Lazarus, again? No Santa rally in 2018
“Reports of my death have been greatly exaggerated” (Mark Twain, apocryphal)
Historically December has been a month for investors to relax and watch contentedly as markets get into the festive spirit (figure 1).
The Christmas spirit was notably absent this year, as equity and indeed wider capital markets rioted to the last.
US stocks endured their worst December since the great depression.
Fixed income investors reversed their expectations of further steady interest rate rises in the US, with cuts now expected on a 12-month view (figure 2).
Somewhat perversely, January has seen a calmer mood return, with some of those aforementioned moves being at least partially reversed.
However, the questions remain – what spooked the world’s investors so much in December and what does it mean for our portfolio positioning as we look to the year ahead?
A geriatric economy
It is perhaps understandable that investors focusing on the chronological age of this economic cycle are getting increasingly twitchy.
Measured this way alone, this expansion is positively geriatric.
Alongside that, the horrors of the last, unusually severe, recession are still fresh in many investors’ minds. If such harrowing losses can be avoided, who really minds if they are a little early calling the next recession?
This is not a new story in this economic cycle.
The ever jagged teeth of the business cycle (figure 3), in some part a function of benign role of inventories, has been a source of added unease in this expansion.
Each time stock rooms have been emptied, many have extrapolated the resulting swoon in demand into an imminent recession.
Such is the shadow cast by the traumatic and mostly unanticipated financial crisis over a decade ago. So far, such extrapolation has proved costly in forgone opportunities.
As we look to 2019, we of course cannot rule out a recession.
As we regularly point out, the causes of many past global recessions were not predictable ahead of time – oil shocks, wars and more generic swings in ‘animal spirits’ have been an unavoidable part of investing life.
Many argue that part of the compensation we receive from financial assets accounts for these increasingly infrequent blights.

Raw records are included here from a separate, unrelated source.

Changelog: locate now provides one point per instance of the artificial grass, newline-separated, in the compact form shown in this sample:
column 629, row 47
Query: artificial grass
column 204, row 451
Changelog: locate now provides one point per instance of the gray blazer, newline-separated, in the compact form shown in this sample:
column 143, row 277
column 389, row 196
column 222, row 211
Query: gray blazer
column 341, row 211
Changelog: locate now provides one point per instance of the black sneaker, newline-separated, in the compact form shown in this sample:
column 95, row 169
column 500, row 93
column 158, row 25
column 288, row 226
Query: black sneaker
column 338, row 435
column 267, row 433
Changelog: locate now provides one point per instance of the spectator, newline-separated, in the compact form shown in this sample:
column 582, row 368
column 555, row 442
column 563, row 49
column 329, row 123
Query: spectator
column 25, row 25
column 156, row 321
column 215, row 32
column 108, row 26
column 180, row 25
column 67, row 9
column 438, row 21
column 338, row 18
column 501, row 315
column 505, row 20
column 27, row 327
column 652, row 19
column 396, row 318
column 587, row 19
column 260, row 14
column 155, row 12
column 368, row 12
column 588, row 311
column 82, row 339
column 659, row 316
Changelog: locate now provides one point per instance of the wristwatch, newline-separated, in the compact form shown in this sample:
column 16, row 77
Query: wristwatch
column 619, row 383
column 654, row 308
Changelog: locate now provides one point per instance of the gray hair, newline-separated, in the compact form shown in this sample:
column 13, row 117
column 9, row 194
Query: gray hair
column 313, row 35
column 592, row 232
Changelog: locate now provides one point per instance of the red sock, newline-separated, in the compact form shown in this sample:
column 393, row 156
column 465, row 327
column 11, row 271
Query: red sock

Nonetheless, humility, and its investing equivalent, diversification are always appropriate as we regularly argue. The future will remain shrouded in mystery no matter how hard we squint.
For those looking for a more accessible example, think of your ability to know in advance the results of every game in the Premiership (football) for the weekend just gone.
There are generally always a few, sometimes more, surprises.
We may have a better chance however of guessing who might win the premiership title, based on the quality and size of the squad, spending power, recent track record and a range of other metrics.
So it loosely goes with investing.
Here, the longer term tends to be more readily tethered to humankind’s relatively reliable ability to innovate. In the short run, the larger role played by confidence in the world economy will regularly make fools of us all.
In such a context, the strategic part of our investment portfolios, the part that delivers the majority of your returns over time, will continue to play to that long-term theme.
For medium risk portfolios, a slant towards stock markets and company ownership gives you exposure to the humankind’s aforementioned innate restlessness.
On the other hand, the part of the portfolio that is designed to harvest any short-term opportunities does not so much rest on an ability to see the future better than anyone else.
More it is about retaining a focus on analysing incoming data on the world economy as dispassionately and objectively as possible.
When and if there are signs that others in the market are perhaps struggling to do the same, opportunities can arise.
The dark decent into recession?
Even after the bounce back in sentiment that we have seen so far this year, we suspect that investors in aggregate are a little too cautious on the prospects for global growth and inflation in the quarters ahead.
We are not expecting a sharp bounce back in economic activity from the world this year.
The US fiscal surge has ebbed as expected and the ongoing government shutdown is further taxing quarterly growth.
Meanwhile, the Chinese economy should find a lower trend, helpfully a little closer to its potential growth rate.
The clouds do continue to darken over the UK a little, but this is of much less importance to the world’s (even the UK’s) capital markets as we regularly point out.
Overall, our indicators are still not yet telling us that a recession is on the horizon (figure 4).
As a result, our tactical portfolio remains slanted in the opposite direction to this still cautious consensus.
We own a little more equity than our benchmark and less high quality bonds, as we explored in last month’s In Focus in more detail.
Overall, our tactical portfolio is significantly less risky than say at the beginning of 2016, which incidentally was the last time the downslope of an inventory cycle became mixed up with the dark descent into recession.
Slumping sentiment had forced a more profound dislocation from fundamental reality back then in our opinion.
The opportunity now is more moderate and the cycle is a little older this time around, as our more muted positioning implies.